The flight of the three Texas-based U.S. Air Force Reserve B-1 Lancer bombers on Thursday followed a similar mission a week ago in which three B-52 bombers temporarily based in Britain were flown over Ukrainian airspace, near Russia’s southwestern flank.

U.S. European Command said that following the flight from Texas to the East Siberian Sea, the Lancers landed at a nearby American air base in Alaska.

Stuttgart-based EUCOM said in a statement that the flight, and the deployment of the B-52s to England showcased how U.S.-based assets “can be employed to achieve an operational objective on USEUCOM’s eastern and western flanks.”

“The three Lancers ... demonstrated how U.S. strategic bombers are able to support any mission, anywhere around the globe, at a moment’s notice,” Stuttgart-based EUCOM said in a statement.

EUCOM said the "strategic bomber missions clearly illustrated the U.S. Air Force’s ability to continually execute flying missions and sustain readiness in support of our Allies and partners.

A B-1 Lancer arrives at Eielson Air Force Base, Alaska, Sept. 10, 2020, in support of a Bomber Task Force mission. The initial mission flew in international airspace near Wrangel Island and the New Siberian Islands off the Russian coast.

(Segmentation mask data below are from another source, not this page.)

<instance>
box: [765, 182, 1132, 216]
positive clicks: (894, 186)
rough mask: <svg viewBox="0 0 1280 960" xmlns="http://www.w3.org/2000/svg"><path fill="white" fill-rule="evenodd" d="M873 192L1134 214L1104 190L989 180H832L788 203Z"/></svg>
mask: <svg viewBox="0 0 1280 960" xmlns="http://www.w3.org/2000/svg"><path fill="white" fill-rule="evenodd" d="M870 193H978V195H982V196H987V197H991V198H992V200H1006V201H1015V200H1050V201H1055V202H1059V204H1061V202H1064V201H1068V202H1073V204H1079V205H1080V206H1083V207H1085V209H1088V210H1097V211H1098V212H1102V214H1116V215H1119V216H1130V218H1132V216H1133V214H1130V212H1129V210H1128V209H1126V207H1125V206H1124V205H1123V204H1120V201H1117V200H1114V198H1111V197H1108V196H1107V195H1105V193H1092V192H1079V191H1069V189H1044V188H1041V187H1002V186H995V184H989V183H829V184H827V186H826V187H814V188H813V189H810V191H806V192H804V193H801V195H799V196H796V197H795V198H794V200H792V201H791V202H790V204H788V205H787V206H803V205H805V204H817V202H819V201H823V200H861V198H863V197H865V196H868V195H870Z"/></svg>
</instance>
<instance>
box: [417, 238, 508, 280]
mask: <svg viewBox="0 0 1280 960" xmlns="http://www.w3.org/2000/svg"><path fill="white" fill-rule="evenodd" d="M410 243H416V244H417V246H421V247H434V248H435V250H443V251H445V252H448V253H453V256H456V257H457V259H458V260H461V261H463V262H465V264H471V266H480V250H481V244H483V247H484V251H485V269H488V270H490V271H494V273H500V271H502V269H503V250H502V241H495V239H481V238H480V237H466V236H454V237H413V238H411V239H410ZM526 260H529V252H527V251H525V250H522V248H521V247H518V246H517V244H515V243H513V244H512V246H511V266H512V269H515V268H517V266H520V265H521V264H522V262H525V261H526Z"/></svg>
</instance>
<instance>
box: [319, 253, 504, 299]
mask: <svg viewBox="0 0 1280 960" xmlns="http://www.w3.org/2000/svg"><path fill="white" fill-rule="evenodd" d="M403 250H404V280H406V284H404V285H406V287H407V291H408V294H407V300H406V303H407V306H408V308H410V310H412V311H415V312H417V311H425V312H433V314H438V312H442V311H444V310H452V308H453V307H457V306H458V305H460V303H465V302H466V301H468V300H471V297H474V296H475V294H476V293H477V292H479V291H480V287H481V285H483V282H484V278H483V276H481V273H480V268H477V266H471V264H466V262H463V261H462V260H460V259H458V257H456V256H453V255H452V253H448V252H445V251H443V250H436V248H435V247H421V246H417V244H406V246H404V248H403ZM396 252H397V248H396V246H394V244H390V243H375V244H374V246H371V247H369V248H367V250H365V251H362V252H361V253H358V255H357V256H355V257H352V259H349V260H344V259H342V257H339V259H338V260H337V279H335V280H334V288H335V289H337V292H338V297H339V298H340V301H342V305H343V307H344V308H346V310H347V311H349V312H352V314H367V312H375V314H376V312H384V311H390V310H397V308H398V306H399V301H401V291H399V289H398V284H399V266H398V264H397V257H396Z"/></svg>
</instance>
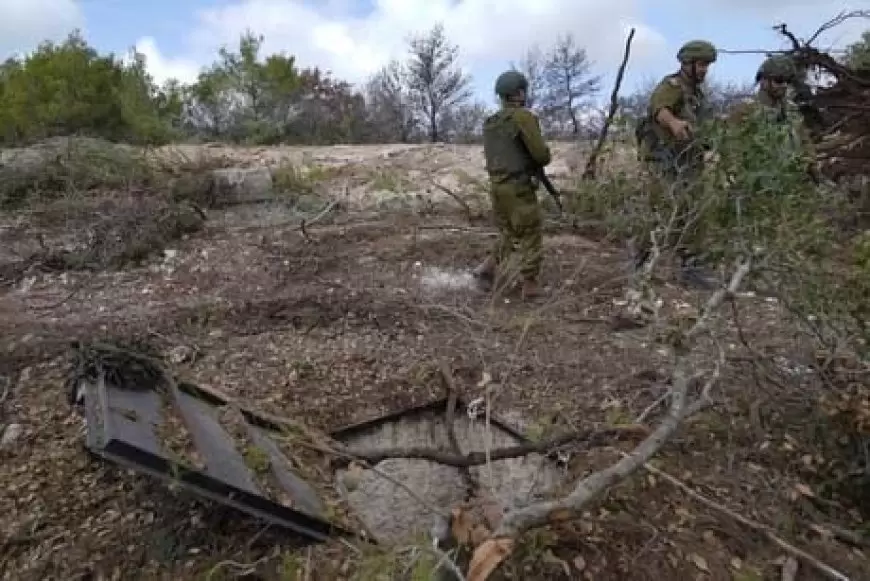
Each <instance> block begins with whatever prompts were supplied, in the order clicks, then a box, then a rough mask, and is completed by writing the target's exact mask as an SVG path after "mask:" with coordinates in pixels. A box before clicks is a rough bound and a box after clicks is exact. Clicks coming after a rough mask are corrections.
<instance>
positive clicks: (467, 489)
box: [439, 362, 481, 498]
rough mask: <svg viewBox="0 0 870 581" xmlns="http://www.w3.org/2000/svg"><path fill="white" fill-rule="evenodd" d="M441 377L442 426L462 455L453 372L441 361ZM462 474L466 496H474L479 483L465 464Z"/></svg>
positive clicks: (456, 397) (451, 445) (457, 449)
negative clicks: (459, 433)
mask: <svg viewBox="0 0 870 581" xmlns="http://www.w3.org/2000/svg"><path fill="white" fill-rule="evenodd" d="M439 371H440V372H441V378H442V379H443V380H444V389H445V390H446V391H447V411H446V413H445V417H444V427H445V429H446V430H447V441H448V442H449V443H450V448H451V449H452V450H453V453H454V454H456V455H457V456H461V455H462V448H460V447H459V440H458V439H457V438H456V425H455V423H456V403H457V401H458V399H459V393H458V392H457V391H456V386H455V385H453V374H452V373H451V371H450V368H449V367H448V366H447V365H446V364H445V363H443V362H442V363H441V365H440V367H439ZM459 472H460V474H462V479H463V480H464V481H465V487H466V489H467V490H466V493H467V495H468V498H471V497H473V496H475V495H476V494H477V493H478V492H479V491H480V490H481V488H480V483H479V482H478V481H477V480H475V478H474V476H472V475H471V471H470V470H469V469H468V467H467V466H463V467H461V468H460V469H459Z"/></svg>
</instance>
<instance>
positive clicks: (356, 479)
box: [341, 462, 363, 492]
mask: <svg viewBox="0 0 870 581" xmlns="http://www.w3.org/2000/svg"><path fill="white" fill-rule="evenodd" d="M362 477H363V468H362V466H360V465H359V464H357V463H356V462H351V463H350V466H348V467H347V472H345V473H344V475H343V476H342V478H341V481H342V484H344V487H345V488H346V489H347V491H348V492H353V491H354V490H356V489H357V488H359V483H360V481H361V480H362Z"/></svg>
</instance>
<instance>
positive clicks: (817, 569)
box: [644, 464, 850, 581]
mask: <svg viewBox="0 0 870 581" xmlns="http://www.w3.org/2000/svg"><path fill="white" fill-rule="evenodd" d="M644 468H645V469H646V470H647V471H649V472H651V473H652V474H655V475H656V476H658V477H660V478H662V479H664V480H667V481H668V482H670V483H671V484H673V485H674V486H676V487H677V488H679V489H680V490H682V491H683V492H685V493H686V494H688V495H689V496H691V497H692V498H694V499H695V500H697V501H698V502H700V503H701V504H703V505H704V506H706V507H708V508H712V509H713V510H715V511H718V512H721V513H722V514H725V515H727V516H729V517H731V518H733V519H734V520H736V521H737V522H739V523H740V524H742V525H743V526H745V527H747V528H749V529H752V530H753V531H755V532H757V533H761V534H763V535H764V536H765V537H767V538H768V539H769V540H770V541H771V542H772V543H773V544H775V545H776V546H778V547H779V548H780V549H782V550H783V551H785V552H787V553H788V554H789V555H792V556H793V557H796V558H798V559H800V560H801V561H804V562H805V563H807V564H808V565H810V566H812V567H813V568H814V569H816V570H817V571H819V572H820V573H822V574H823V575H824V576H825V577H827V578H828V579H833V580H834V581H850V579H849V577H847V576H846V575H844V574H843V573H840V572H839V571H837V570H836V569H834V568H833V567H831V566H830V565H827V564H825V563H822V562H821V561H819V560H818V559H817V558H815V557H813V556H812V555H810V554H809V553H807V552H806V551H804V550H802V549H799V548H797V547H795V546H794V545H792V544H791V543H789V542H787V541H785V540H783V539H781V538H780V537H779V536H777V534H776V532H775V531H774V530H773V529H772V528H770V527H768V526H767V525H763V524H761V523H760V522H756V521H754V520H751V519H749V518H746V517H745V516H743V515H741V514H738V513H736V512H734V511H733V510H731V509H730V508H728V507H726V506H723V505H721V504H719V503H718V502H716V501H715V500H712V499H710V498H707V497H706V496H704V495H703V494H701V493H700V492H697V491H696V490H694V489H692V488H691V487H689V486H688V485H687V484H685V483H684V482H681V481H680V480H678V479H676V478H674V477H673V476H671V475H670V474H668V473H667V472H663V471H661V470H659V469H658V468H656V467H655V466H651V465H649V464H645V465H644Z"/></svg>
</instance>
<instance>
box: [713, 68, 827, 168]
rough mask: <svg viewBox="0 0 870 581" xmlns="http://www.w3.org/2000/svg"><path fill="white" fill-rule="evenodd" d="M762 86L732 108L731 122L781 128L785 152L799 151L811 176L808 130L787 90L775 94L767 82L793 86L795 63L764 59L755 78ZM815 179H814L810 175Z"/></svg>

The U.S. regularly conducts aerial, naval and ground-force maneuvers in and around Europe, but a top Russian military officer said Friday that the number of U.S. and NATO flights near Russia’s borders have increased markedly this year.

Col.-Gen. Sergei Surovikin, who heads Russia’s air force, told reporters Friday that in August alone Russian fighter jets were scrambled on 27 occasions to intercept American and other NATO warplanes over the Baltic, Barents and the Black and Okhotsk Seas.

He said B-52s in late August and early September flew close to Russian borders near Crimea and the Russian Baltic exclave of Kaliningrad, and accused them of practicing for offensive operations.

“The strategic bombers' crews practiced launching cruise missiles at facilities in Russia from airspace over the central part of the Black Sea and the territory of Estonia,” Surovikin said.

During the Sept. 4 flight, three B-52s flew over the Sea of Azov to come as close as 30 kilometers to Crimea, he said.

“We see the combat training of strategic aircrews in close proximity to the Russian border as hostile and provocative,” Surovikin said.

Russia-West relations have sunk to post-Cold War lows after Russia’s 2014 annexation of Ukraine’s Crimea. Moscow has bristled at the deployment of NATO forces in the Baltics in recent years, and Russia and the alliance have regularly traded accusations over military flights.